California: Elkhorn Slough Early Mitigation Partnership
Protected lands under the Elkhorn Slough Early Mitigation agreement
Aquatic birds in Elkhorn Slough
The Elkhorn Slough Early Mitigation Partnership (ESEMP) brought regional stakeholders together to identify sensitive resource sites and develop funding strategies to enable early, regional-scale mitigation. The ESEMP serves as a model of balancing transportation improvements with ecological protection and enhancement.
The Elkhorn Slough in California's Monterey Bay is a sensitive ecosystem. It is the largest tract of tidal salt marsh in the State outside of San Francisco Bay and provides important habitat for plants and animals. Because the region is also in need of many major capacity and operational improvements over the next 20 years, 11 local, regional, State, and Federal agencies as well as the Elkhorn Slough Foundation signed a Memorandum of Understanding (MOU) to apply regional ecosystem conservation strategies in early mitigation planning and transportation decision making. The Information Center for the Environment (ICE) at the University of California Davis provided valuable technical and facilitative support.
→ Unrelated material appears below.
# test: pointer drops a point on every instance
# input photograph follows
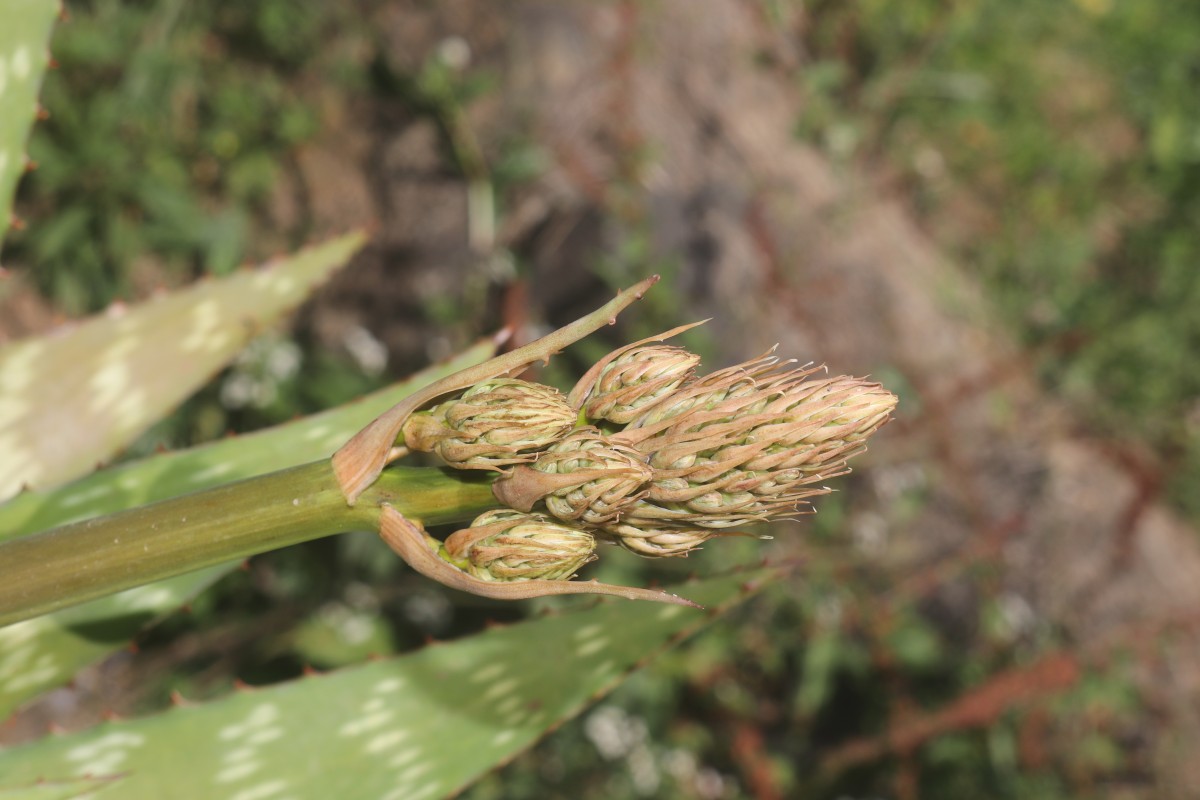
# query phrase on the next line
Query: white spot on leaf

Geographic Information System (GIS) tools pooled data from various resource databases to identify special status species, habitat types, plant communities, habitat connectivity needs, and development pressures in the watershed. The GIS tools then identified priority sites for mitigation activities based on ecological connectivity, restoration, enhancement, and protection of many natural resources, including:
- Wetlands that include freshwater and saltwater marshes and riparian corridors;
- Oak woodland, maritime chaparral, and coastal prairie grassland; and
- Federally listed species such as the Santa Cruz long-toed salamander, the California red-legged frog, the California tiger salamander, the southern sea otter, the Monterey spineflower, and the Yadon's rein orchid.
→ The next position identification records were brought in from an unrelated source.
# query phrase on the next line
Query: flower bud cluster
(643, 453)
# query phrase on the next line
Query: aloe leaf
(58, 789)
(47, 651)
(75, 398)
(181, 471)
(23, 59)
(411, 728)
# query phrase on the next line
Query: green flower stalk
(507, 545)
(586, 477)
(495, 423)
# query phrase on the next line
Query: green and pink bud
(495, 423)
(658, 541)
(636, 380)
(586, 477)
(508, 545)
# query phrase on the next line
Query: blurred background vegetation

The ESEMP avoids project-by-project approaches to mitigation, includes a longer timeframe for monitoring success, and maximizes ecological benefits from mitigation activities. Since the ESEMP identifies key sites now for future mitigation, it enables transportation agencies to buy property in today's dollars, thereby avoiding cost escalation factors that can later make such purchases impossible and securing prime spots for conservation and protection before further development pressures take them away.